CIM 9 : La définition des 309 Troubles de l'adaptation est : « Troubles légers ou transitoires d'une durée supérieure à celle des réactions aiguës, classées sous 308, survenant à tout âge chez des sujets n'ayant jamais présenté auparavant de troubles psychiques ». C'est donc la durée qui permet la discrimination entre eux et les réactions*, ils apparaissent plus comme situationnels que réactionnels : « Ces troubles sont souvent relativement circonscrits ou propres à une situation ; généralement réversibles ils durent seulement quelques mois. Ils sont en général étroitement liés dans le temps et dans leur nature à des situations éprouvantes, deuil*, migration ou séparation ». Mais suit une mention du mot stress : « Les troubles réactionnels à des situations très éprouvantes (stress important) d'une durée supérieure à quelques jours appartiennent également à cette rubrique ». Il existe donc des stress qui sont des situations et, lorsqu'elles se prolongent au-delà de la première phase d'alarme, on entre dans la phase de résistance à laquelle correspondent ces troubles de l'adaptation.
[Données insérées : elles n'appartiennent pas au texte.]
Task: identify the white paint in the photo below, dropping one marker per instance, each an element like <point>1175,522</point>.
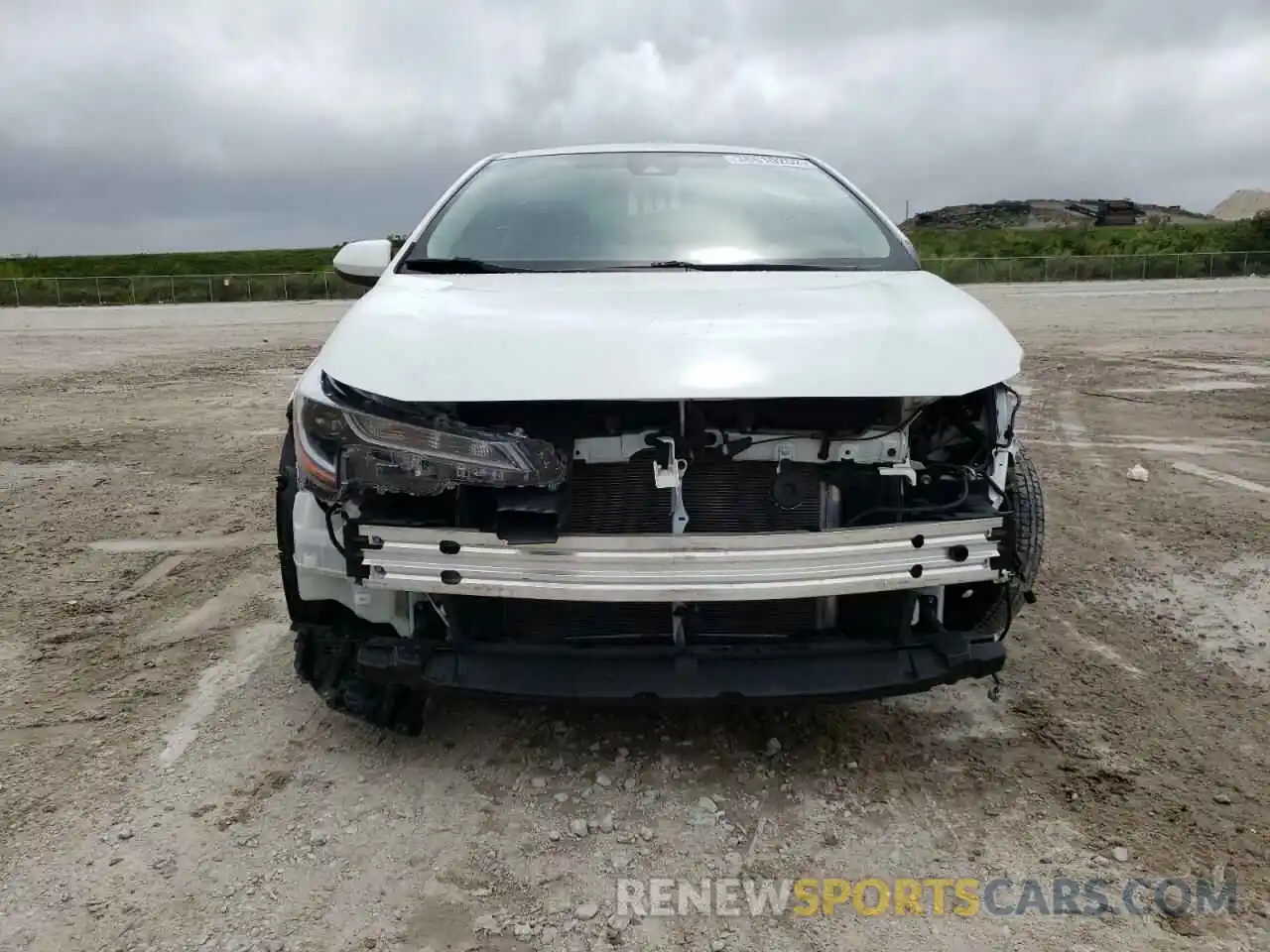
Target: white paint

D.S.M. Ill : Le glossaire ne définit ni ce qu'il entend par adaptation, ni ce qu'il entend par facteur de stress psychosocial. Il existe une catégorie codable Troubles de l'adaptation sur l'Axe 1 : « La caractéristique essentielle est une réaction non adaptée à un facteur de stress psycho-social identifiable, apparaissant dans les trois mois suivant la survenue de celui-ci ». L'emploi du mot stress pourrait faire supposer qu'il s'agit ici d'adaptation. Il n'en est rien comme le montre le délai et aussi la conception psychodynamique de la réaction : « Le caractère non adapté de la réaction se manifeste soit par un handicap de fonctionnement social ou professionnel, soit par des symptômes exagérés par rapport à une réaction normale et prévisible, à ce facteur de stress ». En outre « il est supposé que la perturbation va, en définitive, cesser après la disparition du facteur de stress ou, si celui-ci persiste, dès qu'un nouveau degré d'adaptation sera atteint ». Cette idée que, malgré la persistance du facteur de stress, une adaptation à un niveau autre serait possible faisant cesser le trouble est en contradiction absolue avec la conception de Selye. Les exemples de stress psycho-social que donne le D.S.M. Ill correspondent à ce qu'on nomme des événements en psychopathologie notamment les « états spécifiques de la vie ». L'Axe IV permet de coder la gravité du facteur de stress selon une échelle qui va de 1 (aucun) à 7 (catastrophique) et sa nature spécifique (répétons que pour Selye la nature du stress importe peu). L'Axe V permet au clinicien d'indiquer son jugement sur le niveau d'adaptation et de fonctionnement le plus élevé d'un individu dans l'année écoulée. Il montre que l'adaptation « telle qu'elle est ici conçue... a trois principales composantes : les relations sociales, le fonctionnement professionnel et l'utilisation du temps de loisirs. Il faut les considérer dans leur ensemble, bien qu'il faille évidemment accorder une plus grande importance aux relations sociales en raison de leur signification pronostique particulièrement marquée ». Ici aussi est proposée une échelle qui va de 1 (Supérieur) à 7 (Altération grave). Finalement facteur de stress et adaptation sont envisagés selon une perspective psycho-sociologique.


Bibliographie : Loo P. et Loo H. - Le stress permanent. Masson, Paris, 1986. SELYE H. et al. - Le stress. Hachette, Paris, 1980.